No sabemos ni siquiera el daño que esto puede causar al ser humano. Sin embargo, todas nuestras organizaciones realizan producción orgánica y contamos con esa certificación.

 ¿Cómo ha sido el desarrollo de estas organizaciones desde su origen?

Nosotros no tenemos una cultura empresarial pero sí de asociacionismo. En esto nos hemos basado para fortalecer a las organizaciones y consolidar el trabajo conjunto, basado en la ayuda mutua.

 Hasta ahora nosotros entendíamos que el empresario era un hombre que tenía mucho dinero.

Ahora nosotros somos organizaciones pero con tendencia empresarial. Esto ha sido todo un reto, un aprendizaje para personas como yo que no hemos tenido una formación empresarial.

Ha habido otras organizaciones que nos han apoyado en este proceso, de manera que hemos podido fortalecer nuestra organización. Para nosotros, este apoyo constituye el verdadero desarrollo humano.

Por otra parte, una de nuestras organizaciones se encuentra en la región del Chimborazo, una zona indígena que ha sido muy marginada y en la que no se ha tratado al indígena como un ser humano. Nos hemos dado cuenta de que lo importante es hacer visible el saber ancestral de este pueblo. Es fundamental visibilizar el aporte del indígena al que muchas veces se le ha ayudado desde el paternalismo, en el sentido de “trabajar para el indígena”. Nosotros en nuestras organizaciones lo que queremos es resaltar nuestras propias potencialidades y valores, como por ejemplo, la relación hombre-naturaleza que conocemos mucho ya que para nuestro pueblo el respeto a la pacha-mama (madre tierra) es fundamental.

 ¿Para ustedes qué supone el Comercio Justo?

Es nuestra forma de salir de la pobreza. Nosotros entendemos que la pobreza no es sólo económica, es también de mentalidad. Por eso hay que cambiar de actitud, no hay que pensar que somos pobres, estamos al margen y por eso tenemos que esperar las  dádivas de alguien. Nuestro país tiene muchas potencialidades y recursos, y nosotros también las tenemos. Tenemos el deseo de salir y de ofrecer al mundo productos de calidad y que sean buenos para el consumo del ser humano.

 ¿Qué aspecto del Comercio Justo destacaría como el más beneficioso para ustedes?

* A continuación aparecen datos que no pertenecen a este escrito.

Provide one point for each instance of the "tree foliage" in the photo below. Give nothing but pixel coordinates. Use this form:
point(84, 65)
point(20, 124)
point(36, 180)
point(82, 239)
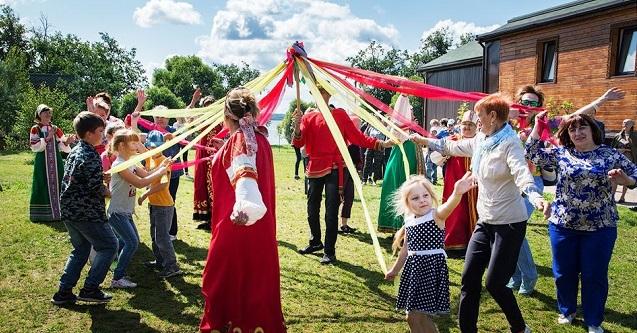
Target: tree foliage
point(285, 126)
point(183, 73)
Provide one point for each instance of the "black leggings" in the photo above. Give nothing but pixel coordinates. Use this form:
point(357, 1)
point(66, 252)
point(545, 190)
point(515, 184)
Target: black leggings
point(299, 158)
point(494, 247)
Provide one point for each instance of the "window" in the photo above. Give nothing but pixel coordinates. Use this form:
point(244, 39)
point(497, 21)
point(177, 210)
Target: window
point(626, 51)
point(493, 66)
point(547, 61)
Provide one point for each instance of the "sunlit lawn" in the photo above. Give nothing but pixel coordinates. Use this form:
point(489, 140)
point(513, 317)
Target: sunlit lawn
point(350, 296)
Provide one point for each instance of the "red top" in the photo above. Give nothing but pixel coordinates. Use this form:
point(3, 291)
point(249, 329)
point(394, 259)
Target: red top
point(320, 145)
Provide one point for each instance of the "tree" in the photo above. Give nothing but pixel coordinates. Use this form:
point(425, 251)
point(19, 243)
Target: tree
point(285, 127)
point(183, 73)
point(377, 58)
point(86, 68)
point(234, 76)
point(13, 71)
point(12, 32)
point(467, 37)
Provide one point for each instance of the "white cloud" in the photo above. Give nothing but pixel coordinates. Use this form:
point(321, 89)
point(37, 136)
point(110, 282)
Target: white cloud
point(158, 11)
point(259, 31)
point(458, 28)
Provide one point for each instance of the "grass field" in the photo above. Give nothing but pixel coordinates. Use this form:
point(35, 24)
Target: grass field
point(350, 296)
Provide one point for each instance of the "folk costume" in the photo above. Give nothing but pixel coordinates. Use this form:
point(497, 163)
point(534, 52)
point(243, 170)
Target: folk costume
point(48, 169)
point(326, 169)
point(241, 279)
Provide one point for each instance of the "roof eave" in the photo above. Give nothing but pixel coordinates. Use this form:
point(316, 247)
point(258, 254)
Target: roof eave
point(450, 65)
point(495, 34)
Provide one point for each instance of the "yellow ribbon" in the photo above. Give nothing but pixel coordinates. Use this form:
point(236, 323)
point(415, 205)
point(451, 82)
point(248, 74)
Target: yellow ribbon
point(342, 147)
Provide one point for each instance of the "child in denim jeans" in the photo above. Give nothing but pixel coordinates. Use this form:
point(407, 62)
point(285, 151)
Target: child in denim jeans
point(161, 207)
point(83, 213)
point(123, 191)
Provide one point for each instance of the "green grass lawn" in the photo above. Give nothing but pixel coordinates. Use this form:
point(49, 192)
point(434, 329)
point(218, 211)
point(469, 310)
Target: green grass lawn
point(350, 296)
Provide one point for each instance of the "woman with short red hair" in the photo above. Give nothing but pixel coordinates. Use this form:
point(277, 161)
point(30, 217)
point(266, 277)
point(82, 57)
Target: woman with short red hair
point(498, 162)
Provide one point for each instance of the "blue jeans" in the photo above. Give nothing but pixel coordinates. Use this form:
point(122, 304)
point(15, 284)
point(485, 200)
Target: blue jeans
point(587, 253)
point(125, 229)
point(431, 169)
point(525, 275)
point(160, 221)
point(84, 235)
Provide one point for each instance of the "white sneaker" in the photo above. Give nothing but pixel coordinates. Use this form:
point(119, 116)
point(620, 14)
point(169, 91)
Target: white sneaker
point(123, 283)
point(565, 320)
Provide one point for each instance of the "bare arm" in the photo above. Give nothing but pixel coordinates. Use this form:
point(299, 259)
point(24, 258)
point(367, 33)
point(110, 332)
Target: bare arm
point(611, 94)
point(398, 265)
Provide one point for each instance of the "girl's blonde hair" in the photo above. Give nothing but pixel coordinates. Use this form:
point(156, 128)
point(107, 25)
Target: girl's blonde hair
point(123, 135)
point(400, 203)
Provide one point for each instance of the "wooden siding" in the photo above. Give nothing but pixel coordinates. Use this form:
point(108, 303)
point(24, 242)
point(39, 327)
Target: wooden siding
point(583, 61)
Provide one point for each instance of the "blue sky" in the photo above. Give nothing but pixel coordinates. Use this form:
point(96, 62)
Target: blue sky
point(257, 31)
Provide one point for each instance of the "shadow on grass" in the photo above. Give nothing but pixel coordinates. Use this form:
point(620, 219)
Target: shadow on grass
point(159, 297)
point(104, 320)
point(57, 226)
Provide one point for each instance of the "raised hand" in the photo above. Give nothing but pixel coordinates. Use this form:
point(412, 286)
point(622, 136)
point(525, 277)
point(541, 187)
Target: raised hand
point(419, 139)
point(465, 184)
point(620, 177)
point(614, 94)
point(141, 99)
point(196, 96)
point(90, 107)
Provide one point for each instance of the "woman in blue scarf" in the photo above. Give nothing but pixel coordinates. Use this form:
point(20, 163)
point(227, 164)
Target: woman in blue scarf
point(499, 165)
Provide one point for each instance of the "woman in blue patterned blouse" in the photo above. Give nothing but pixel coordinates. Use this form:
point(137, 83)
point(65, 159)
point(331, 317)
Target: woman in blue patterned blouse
point(583, 217)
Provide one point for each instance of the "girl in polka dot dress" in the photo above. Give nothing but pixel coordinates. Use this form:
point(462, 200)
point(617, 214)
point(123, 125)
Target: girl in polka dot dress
point(424, 284)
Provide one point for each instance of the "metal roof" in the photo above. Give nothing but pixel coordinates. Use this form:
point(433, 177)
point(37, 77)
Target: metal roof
point(553, 14)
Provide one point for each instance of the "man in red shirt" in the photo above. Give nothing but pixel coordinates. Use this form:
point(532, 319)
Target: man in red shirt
point(326, 170)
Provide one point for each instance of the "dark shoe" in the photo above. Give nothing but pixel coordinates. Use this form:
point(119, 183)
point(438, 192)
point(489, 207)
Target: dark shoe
point(94, 296)
point(153, 265)
point(328, 259)
point(63, 297)
point(204, 226)
point(345, 229)
point(311, 249)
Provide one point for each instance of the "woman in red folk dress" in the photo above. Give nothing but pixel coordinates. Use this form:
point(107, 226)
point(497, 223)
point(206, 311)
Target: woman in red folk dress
point(241, 280)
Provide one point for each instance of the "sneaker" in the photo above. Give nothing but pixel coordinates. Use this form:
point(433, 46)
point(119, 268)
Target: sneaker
point(94, 296)
point(170, 273)
point(153, 265)
point(204, 226)
point(123, 283)
point(311, 249)
point(565, 320)
point(345, 229)
point(63, 297)
point(327, 259)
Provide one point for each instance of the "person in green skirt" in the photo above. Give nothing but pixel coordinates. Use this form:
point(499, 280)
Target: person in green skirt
point(46, 141)
point(394, 176)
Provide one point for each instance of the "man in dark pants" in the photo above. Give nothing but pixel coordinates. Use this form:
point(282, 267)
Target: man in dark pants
point(325, 170)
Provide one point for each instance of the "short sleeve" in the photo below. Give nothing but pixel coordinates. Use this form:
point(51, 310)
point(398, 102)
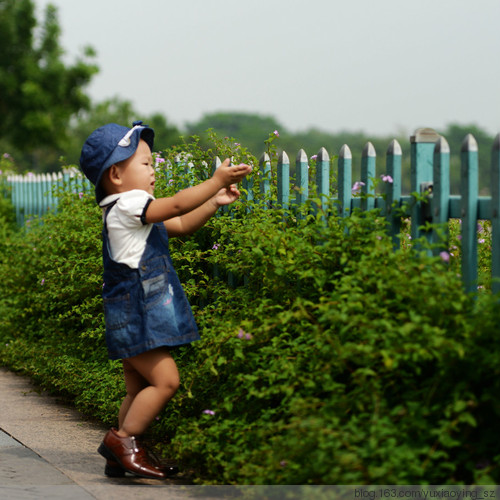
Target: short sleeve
point(131, 206)
point(126, 232)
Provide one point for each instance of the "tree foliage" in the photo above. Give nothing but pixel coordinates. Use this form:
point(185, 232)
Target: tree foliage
point(38, 92)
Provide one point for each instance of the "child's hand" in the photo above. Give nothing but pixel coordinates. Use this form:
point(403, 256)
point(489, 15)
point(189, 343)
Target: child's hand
point(227, 195)
point(228, 175)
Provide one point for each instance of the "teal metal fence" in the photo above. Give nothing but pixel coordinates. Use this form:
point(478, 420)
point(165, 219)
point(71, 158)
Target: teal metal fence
point(429, 173)
point(33, 195)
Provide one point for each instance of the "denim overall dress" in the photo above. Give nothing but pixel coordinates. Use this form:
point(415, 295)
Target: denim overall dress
point(145, 308)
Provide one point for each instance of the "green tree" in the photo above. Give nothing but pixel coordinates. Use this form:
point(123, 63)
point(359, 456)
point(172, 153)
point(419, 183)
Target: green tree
point(249, 129)
point(116, 110)
point(39, 93)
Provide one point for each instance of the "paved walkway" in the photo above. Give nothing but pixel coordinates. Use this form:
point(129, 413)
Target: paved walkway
point(49, 450)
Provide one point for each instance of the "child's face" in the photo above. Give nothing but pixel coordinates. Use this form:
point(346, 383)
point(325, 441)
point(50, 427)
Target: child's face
point(137, 172)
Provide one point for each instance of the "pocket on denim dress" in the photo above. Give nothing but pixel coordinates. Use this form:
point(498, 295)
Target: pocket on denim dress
point(155, 290)
point(117, 311)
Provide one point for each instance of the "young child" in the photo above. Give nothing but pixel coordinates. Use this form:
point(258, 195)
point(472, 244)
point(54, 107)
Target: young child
point(146, 310)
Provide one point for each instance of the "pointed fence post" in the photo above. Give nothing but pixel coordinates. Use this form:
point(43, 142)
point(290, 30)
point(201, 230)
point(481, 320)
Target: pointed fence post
point(495, 215)
point(368, 166)
point(323, 178)
point(422, 157)
point(393, 190)
point(469, 199)
point(441, 191)
point(283, 180)
point(265, 174)
point(345, 180)
point(301, 180)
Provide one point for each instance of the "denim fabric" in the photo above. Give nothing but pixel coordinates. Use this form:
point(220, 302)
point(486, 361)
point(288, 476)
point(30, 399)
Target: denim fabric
point(145, 308)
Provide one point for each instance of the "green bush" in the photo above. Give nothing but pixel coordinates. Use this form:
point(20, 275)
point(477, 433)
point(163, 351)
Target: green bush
point(332, 360)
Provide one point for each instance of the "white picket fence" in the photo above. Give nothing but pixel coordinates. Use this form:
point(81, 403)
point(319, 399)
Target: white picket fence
point(33, 195)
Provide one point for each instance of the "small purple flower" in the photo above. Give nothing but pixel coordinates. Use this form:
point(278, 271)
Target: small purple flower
point(243, 335)
point(357, 187)
point(445, 256)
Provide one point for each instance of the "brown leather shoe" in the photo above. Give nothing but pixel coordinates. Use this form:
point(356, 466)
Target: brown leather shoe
point(129, 455)
point(114, 469)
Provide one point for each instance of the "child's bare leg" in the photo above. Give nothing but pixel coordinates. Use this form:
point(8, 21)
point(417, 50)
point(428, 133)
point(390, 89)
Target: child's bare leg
point(158, 368)
point(134, 383)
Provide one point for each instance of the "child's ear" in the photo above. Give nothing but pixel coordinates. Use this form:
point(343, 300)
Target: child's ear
point(114, 175)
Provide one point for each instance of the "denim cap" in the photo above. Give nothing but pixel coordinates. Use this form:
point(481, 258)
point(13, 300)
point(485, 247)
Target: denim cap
point(108, 145)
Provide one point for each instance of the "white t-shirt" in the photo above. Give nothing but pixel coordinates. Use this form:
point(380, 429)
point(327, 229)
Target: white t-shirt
point(126, 233)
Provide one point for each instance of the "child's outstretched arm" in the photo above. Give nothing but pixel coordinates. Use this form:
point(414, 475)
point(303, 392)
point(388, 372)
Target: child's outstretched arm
point(189, 199)
point(192, 221)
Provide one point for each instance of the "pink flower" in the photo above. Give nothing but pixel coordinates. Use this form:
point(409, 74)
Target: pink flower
point(243, 335)
point(445, 256)
point(357, 187)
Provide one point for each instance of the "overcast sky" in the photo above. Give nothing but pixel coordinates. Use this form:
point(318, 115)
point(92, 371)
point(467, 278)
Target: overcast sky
point(378, 66)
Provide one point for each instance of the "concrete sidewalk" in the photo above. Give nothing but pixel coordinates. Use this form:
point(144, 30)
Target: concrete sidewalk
point(49, 450)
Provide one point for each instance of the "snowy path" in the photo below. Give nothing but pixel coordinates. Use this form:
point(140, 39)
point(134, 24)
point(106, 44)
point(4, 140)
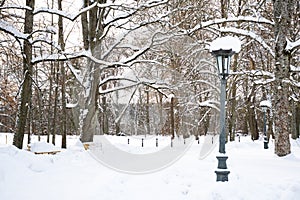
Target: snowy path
point(255, 173)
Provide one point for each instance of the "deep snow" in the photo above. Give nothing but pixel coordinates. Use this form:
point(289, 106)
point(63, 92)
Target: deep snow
point(255, 173)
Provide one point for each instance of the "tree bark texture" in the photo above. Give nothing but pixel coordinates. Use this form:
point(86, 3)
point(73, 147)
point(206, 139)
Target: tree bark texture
point(63, 80)
point(282, 65)
point(92, 29)
point(26, 88)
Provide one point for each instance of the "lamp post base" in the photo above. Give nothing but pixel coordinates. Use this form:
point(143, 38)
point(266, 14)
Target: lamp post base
point(265, 142)
point(266, 145)
point(222, 175)
point(222, 172)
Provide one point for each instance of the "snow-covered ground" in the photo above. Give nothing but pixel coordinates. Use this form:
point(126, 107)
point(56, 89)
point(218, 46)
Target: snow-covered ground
point(255, 173)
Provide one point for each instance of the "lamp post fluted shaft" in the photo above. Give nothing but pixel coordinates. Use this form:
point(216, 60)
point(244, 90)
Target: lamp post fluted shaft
point(222, 137)
point(223, 48)
point(222, 172)
point(265, 131)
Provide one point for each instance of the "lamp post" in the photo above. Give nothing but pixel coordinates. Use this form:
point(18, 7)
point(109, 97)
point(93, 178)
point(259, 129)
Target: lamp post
point(223, 49)
point(264, 106)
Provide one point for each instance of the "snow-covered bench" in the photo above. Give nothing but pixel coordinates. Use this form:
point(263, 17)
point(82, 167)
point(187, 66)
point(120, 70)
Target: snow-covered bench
point(43, 148)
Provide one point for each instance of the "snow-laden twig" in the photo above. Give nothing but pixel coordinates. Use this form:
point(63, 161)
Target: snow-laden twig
point(250, 34)
point(70, 16)
point(229, 19)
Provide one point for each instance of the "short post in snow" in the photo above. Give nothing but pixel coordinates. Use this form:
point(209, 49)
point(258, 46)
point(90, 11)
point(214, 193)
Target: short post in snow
point(264, 106)
point(223, 48)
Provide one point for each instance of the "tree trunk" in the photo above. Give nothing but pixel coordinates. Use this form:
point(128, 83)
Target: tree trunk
point(281, 88)
point(63, 80)
point(172, 129)
point(26, 89)
point(92, 30)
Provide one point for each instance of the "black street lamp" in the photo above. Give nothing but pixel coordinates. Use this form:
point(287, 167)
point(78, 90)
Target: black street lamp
point(264, 106)
point(223, 56)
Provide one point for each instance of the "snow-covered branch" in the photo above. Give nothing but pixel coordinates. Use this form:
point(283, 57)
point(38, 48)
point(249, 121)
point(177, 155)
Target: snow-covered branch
point(70, 56)
point(4, 26)
point(292, 46)
point(229, 19)
point(70, 16)
point(250, 34)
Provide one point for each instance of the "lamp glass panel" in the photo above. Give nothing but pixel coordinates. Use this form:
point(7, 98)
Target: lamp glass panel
point(220, 63)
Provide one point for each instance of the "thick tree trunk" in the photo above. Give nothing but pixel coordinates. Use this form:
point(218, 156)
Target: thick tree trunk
point(281, 88)
point(92, 30)
point(26, 89)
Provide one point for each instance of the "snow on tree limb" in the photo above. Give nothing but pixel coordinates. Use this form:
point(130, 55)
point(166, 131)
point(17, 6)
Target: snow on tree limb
point(250, 34)
point(6, 27)
point(230, 19)
point(19, 7)
point(292, 46)
point(70, 16)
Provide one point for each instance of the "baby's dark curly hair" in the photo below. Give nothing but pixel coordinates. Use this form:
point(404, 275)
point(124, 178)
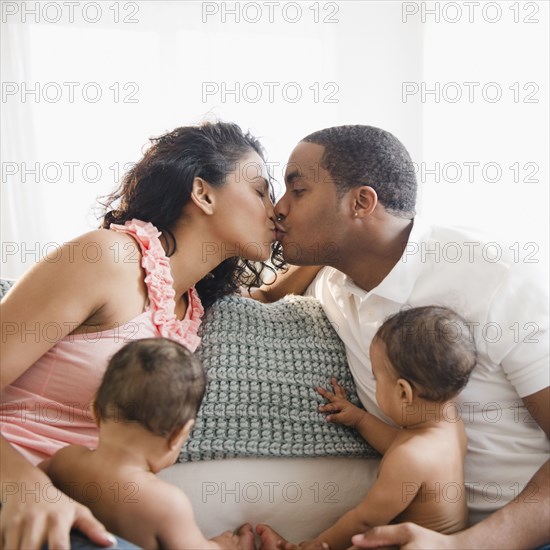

Con el Comercio Justo se hace visible el trabajo de los productores y, por tanto, se eleva su autoestima. De esta manera, no es sólo un productor, es alguien que genera cambios, que busca la superación personal y de su comunidad. Esto es bueno para el cambio de un país.

 ¿Qué mensaje te gustaría dar a los consumidores de nuestro país?

Yo le diría que deben comprar productos “sanos” para el ser humano y para el planeta. No tienen que comprar productos de Comercio Justo por lástima sino porque es una responsabilidad de todos. Nosotros estamos en otro continente pero también luchamos por conservar y defender nuestro planeta. Nuestros productos están elaborados de manera responsable y por lo tanto tienen mucha calidad.